Understanding the Magnuson-Moss Warranty Act

Part 9: Magnuson-Moss Warranty Claim in Food Product Class Action Held Preempted.

Recent decisions have consistently held that the Magnuson-Moss Warranty Act is expressly inapplicable to any written warranty the making or content of which is otherwise governed by federal law. In Clancy v. The Bromley Tea Co., No. 12-cv-03003-JST (N.D. Cal. Aug. 9, 2013), the putative class representative alleged he was misled by claims on the tea company’s website and its packaging about various health claims such as antioxidant properties. The Clancy court held that the warranty claim was preempted by the national uniform nutrition labeling provisions of the Federal Food, Drug and Cosmetics Act (“FDCA”).

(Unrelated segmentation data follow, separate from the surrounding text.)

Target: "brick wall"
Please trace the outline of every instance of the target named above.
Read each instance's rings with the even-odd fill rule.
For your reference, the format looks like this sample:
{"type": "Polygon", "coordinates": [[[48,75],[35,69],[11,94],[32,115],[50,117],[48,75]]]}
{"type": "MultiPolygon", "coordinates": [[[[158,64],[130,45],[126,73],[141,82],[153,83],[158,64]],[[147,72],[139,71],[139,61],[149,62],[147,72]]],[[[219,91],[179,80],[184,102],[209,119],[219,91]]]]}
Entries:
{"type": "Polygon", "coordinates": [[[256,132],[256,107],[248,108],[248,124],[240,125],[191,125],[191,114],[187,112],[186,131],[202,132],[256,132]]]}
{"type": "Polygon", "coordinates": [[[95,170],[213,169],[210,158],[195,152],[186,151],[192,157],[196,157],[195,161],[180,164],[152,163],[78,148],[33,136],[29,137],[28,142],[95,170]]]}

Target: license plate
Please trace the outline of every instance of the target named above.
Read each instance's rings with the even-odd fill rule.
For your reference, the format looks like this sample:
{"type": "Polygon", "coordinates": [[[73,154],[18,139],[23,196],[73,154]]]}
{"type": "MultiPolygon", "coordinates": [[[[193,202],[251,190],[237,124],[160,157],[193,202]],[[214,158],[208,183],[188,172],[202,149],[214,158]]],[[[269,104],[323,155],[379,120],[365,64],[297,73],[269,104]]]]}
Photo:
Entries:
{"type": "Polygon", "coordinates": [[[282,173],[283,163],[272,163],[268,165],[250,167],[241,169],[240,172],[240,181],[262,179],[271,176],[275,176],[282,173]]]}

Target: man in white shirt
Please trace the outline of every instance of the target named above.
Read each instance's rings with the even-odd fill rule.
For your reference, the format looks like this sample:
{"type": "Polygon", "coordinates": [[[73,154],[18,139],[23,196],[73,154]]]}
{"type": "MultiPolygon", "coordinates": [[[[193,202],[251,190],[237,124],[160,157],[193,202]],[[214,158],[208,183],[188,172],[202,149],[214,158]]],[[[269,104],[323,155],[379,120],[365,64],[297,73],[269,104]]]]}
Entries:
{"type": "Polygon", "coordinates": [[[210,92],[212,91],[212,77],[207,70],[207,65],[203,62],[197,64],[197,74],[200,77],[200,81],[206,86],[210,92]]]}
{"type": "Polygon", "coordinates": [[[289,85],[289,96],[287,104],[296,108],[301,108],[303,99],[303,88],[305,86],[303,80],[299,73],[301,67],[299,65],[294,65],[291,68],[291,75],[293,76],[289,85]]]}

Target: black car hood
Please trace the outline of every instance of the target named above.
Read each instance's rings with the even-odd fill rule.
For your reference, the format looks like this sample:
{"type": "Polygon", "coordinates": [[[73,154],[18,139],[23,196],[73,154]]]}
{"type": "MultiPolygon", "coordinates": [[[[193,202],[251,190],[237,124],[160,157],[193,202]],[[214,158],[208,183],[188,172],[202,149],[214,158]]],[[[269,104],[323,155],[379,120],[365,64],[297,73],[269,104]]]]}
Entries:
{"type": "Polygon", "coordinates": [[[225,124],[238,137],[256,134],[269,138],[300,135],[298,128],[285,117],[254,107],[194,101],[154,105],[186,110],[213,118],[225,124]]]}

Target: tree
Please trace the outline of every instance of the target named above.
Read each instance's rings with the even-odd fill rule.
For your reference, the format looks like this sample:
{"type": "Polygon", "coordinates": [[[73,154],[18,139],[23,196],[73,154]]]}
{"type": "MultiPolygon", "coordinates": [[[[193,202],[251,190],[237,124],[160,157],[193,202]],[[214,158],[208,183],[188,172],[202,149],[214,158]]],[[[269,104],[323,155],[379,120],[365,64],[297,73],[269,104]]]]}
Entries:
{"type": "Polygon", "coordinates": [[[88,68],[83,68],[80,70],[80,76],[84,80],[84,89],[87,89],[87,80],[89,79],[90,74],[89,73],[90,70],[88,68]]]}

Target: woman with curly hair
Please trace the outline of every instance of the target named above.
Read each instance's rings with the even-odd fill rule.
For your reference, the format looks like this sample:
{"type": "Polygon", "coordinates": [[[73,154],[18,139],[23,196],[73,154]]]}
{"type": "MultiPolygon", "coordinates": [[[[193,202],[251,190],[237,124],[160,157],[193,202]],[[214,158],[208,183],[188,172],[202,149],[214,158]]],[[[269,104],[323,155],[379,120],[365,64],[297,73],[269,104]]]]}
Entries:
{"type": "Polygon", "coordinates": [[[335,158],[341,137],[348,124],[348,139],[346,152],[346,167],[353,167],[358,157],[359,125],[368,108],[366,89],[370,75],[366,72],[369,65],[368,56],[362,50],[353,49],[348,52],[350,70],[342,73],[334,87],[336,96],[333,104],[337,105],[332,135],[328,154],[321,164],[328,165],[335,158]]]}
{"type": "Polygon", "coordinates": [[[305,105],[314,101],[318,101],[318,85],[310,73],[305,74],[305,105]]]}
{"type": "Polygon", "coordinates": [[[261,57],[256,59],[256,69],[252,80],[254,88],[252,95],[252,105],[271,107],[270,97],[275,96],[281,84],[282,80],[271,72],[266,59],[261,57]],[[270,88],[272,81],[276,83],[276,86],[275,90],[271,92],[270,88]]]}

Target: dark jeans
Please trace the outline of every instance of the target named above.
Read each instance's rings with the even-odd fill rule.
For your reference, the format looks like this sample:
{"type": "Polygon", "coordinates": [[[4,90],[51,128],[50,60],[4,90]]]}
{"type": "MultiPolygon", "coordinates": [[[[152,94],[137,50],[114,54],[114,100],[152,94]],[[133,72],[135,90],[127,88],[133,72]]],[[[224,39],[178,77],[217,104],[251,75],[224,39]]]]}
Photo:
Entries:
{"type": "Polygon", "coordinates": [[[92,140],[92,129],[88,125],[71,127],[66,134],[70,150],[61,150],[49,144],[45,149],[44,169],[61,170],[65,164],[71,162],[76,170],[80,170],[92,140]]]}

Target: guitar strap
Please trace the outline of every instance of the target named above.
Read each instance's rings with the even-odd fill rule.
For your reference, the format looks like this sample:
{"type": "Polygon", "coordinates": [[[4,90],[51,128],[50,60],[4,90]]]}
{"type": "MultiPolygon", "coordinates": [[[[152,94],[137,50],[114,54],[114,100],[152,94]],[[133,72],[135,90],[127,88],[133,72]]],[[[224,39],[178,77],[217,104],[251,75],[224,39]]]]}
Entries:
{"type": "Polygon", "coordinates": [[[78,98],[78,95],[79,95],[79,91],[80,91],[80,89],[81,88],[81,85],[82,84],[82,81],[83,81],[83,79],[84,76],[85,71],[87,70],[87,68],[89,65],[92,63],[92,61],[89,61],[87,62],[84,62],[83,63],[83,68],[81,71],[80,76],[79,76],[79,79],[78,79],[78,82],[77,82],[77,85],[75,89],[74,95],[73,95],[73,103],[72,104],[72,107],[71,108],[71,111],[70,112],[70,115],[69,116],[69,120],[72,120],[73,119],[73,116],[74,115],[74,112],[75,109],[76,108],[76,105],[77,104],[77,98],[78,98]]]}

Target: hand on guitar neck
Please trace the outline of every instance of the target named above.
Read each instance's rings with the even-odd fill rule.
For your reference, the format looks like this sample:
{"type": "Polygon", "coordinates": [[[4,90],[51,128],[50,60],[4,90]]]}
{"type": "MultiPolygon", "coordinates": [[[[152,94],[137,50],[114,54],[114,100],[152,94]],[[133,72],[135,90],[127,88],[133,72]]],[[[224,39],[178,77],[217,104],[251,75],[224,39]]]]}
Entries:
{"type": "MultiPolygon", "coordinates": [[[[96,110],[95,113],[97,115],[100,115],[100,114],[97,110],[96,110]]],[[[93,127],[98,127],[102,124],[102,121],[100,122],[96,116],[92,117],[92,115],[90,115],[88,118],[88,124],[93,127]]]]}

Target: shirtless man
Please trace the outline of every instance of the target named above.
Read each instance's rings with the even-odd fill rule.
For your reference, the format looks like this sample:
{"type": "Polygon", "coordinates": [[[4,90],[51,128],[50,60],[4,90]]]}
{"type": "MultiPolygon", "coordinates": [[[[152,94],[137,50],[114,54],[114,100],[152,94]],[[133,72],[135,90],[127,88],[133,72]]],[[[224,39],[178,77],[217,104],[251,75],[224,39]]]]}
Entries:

Clancy followed the 2012 decision in Hairston v. South Beach Beverage Co., No. CV 12-1429-JFW, 2012 U.S. Dist. LEXIS 74279 (C.D. Cal. May 18, 2012), which rejected a putative class representative’s claims under California’s consumer fraud laws that references to real fruits in the names of various of Pepsi’s “SoBe” flavored water beverages, such as Strawberry Kiwi Lemonade Lifewater, were misleading because the drink actually contains no fruit or juice. The Hairston court’s rationale in jettisoning the claims was that FDA regulations explicitly permit food manufacturers to use the names and images of real fruits to describe the characterizing flavor of their products even where the products contain none of that fruit or even any other fruit.

Counsel for food industry clients should be mindful of these preemption cases emanating from the lower federal courts in California as their holdings can provide a basis for early dismissals of class claims of violations of the Warranty Act.